Cuando alguien solicita una valorización de su empresa, suele pensar que el valor está en el número final. Pero el verdadero valor está en el razonamiento: entender con precisión por qué una empresa vale lo que vale, y qué habría que cambiar para que valga más. Es, en el fondo, un desglose de las razones detrás de un precio.
- Las ventas: Es el punto más crítico. Sin ventas no hay negocio. La pregunta es si las ventas proyectadas son realistas: ¿se basan en lo histórico? Si hay crecimiento, ¿está respaldado por un contrato concreto, una inversión ya comprometida, un plan con sustento real? Un número atractivo en el modelo no vale nada si no hay una razón detrás.
- Los costos y gastos: ¿Hay reducción de costos en las proyecciones? ¿Tienen sustento en acciones ya tomadas? A veces se vende la idea de eficiencias que en la práctica nunca se implementaron, o se intentaron y no funcionaron. Si no hay un plan concreto, se va a notar.
- El financiamiento: Tener deuda no es malo. De hecho, una empresa que maneja bien su deuda demuestra disciplina financiera. Lo importante es que los ratios estén en orden, que no haya riesgo de default, y que exista margen para negociar condiciones si es necesario. Estas preguntas no se pueden ignorar.
- El ciclo operativo: ¿Cómo maneja la empresa su caja, inventarios, cuentas por cobrar y por pagar (CXC y CXP)? Un negocio en marcha no se puede vender sin esto bien claro. Y muchas veces aquí hay margen real de mejora que impacta directamente el valor.
- El riesgo: El error más común es comparar la utilidad neta contra otras inversiones: es una comparación simple pero injusta. La utilidad neta incluye partidas que no representan caja real. Lo correcto es trabajar con flujo de caja libre, lo que el negocio efectivamente genera y que estaría disponible para el inversionista, para que la comparación sea honesta y el riesgo esté bien medido.
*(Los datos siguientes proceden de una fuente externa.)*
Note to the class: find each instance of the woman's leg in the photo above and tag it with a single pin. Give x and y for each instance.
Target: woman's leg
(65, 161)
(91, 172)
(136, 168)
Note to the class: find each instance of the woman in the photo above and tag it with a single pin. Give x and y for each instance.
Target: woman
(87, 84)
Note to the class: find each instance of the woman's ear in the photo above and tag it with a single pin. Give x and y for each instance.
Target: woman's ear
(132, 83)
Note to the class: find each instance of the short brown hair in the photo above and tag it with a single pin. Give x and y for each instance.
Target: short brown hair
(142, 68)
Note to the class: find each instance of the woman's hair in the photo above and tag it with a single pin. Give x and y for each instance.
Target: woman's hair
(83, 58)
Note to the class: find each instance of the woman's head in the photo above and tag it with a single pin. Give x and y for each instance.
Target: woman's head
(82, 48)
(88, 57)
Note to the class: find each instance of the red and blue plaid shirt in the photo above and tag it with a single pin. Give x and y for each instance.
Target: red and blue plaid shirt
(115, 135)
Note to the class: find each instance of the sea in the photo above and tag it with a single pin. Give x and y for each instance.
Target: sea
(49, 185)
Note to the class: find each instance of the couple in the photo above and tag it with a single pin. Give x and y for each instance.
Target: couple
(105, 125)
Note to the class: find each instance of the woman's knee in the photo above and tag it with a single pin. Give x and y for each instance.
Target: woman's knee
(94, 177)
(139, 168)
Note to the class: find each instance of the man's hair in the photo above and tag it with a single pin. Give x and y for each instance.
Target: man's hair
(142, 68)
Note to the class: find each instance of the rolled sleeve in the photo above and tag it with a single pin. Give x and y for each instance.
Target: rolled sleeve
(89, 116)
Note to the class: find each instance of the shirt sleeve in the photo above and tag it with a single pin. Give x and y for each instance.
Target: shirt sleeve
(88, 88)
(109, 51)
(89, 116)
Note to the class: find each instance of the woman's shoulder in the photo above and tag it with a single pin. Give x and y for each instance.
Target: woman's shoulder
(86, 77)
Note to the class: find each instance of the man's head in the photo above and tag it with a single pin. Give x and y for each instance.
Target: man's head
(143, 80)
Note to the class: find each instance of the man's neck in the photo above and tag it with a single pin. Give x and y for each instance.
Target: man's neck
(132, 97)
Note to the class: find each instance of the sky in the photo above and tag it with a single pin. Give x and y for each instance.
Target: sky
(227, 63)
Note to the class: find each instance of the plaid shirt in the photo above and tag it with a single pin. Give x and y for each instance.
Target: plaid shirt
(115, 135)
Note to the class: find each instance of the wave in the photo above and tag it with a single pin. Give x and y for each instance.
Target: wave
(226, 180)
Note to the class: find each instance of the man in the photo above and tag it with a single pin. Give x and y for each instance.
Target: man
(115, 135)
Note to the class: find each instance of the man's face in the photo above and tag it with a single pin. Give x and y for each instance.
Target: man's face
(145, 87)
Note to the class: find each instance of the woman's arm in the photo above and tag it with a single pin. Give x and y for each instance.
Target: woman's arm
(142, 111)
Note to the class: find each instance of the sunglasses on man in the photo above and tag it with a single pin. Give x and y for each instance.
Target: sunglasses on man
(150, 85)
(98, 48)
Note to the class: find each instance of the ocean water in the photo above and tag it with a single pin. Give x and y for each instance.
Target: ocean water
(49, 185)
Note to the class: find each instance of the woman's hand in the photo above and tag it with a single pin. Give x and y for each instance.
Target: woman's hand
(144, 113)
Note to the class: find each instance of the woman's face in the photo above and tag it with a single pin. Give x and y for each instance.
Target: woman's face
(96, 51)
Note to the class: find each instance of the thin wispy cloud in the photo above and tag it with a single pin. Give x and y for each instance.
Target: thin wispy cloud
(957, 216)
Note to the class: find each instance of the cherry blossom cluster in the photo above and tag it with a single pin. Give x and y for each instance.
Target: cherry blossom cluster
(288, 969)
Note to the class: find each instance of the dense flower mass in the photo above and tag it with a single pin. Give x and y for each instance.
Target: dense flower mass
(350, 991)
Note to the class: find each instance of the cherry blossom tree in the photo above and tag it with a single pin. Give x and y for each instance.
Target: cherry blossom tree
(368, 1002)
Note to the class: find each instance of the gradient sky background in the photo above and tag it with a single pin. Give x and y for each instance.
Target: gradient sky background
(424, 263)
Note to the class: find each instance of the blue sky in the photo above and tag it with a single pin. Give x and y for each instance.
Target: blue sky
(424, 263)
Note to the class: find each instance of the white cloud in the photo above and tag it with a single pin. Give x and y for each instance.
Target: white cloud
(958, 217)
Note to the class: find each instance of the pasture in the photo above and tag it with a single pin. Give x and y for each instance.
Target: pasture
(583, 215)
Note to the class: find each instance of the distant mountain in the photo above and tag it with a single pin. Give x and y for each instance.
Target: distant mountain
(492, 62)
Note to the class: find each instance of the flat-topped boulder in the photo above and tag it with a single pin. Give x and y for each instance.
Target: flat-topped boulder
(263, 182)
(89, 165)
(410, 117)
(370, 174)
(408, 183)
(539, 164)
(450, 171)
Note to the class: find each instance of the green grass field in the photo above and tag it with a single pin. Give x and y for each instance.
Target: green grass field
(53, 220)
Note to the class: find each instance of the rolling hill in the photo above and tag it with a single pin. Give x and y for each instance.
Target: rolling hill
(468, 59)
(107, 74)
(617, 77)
- Las sinergias: Este es el punto más determinante para crear valor en una transacción. Un comprador puramente financiero comprará barato porque no tiene muchas sinergias que generar. Un comprador del sector, en cambio, puede ver oportunidades concretas: unificar áreas, compartir canales de distribución, mejorar la negociación con proveedores. Ahí está la diferencia entre pagar el precio mínimo y pagar un precio que tiene sentido estratégico.
Discernir todos estos puntos no es solo un ejercicio de modelamiento financiero, si no que requiere de conversaciones sobre la operación y la estrategia del negocio.
Ahí está el valor real de una buena valorización: en mover los drivers con el mayor realismo posible, y en que tanto el vendedor como el comprador entiendan exactamente qué están negociando y por qué.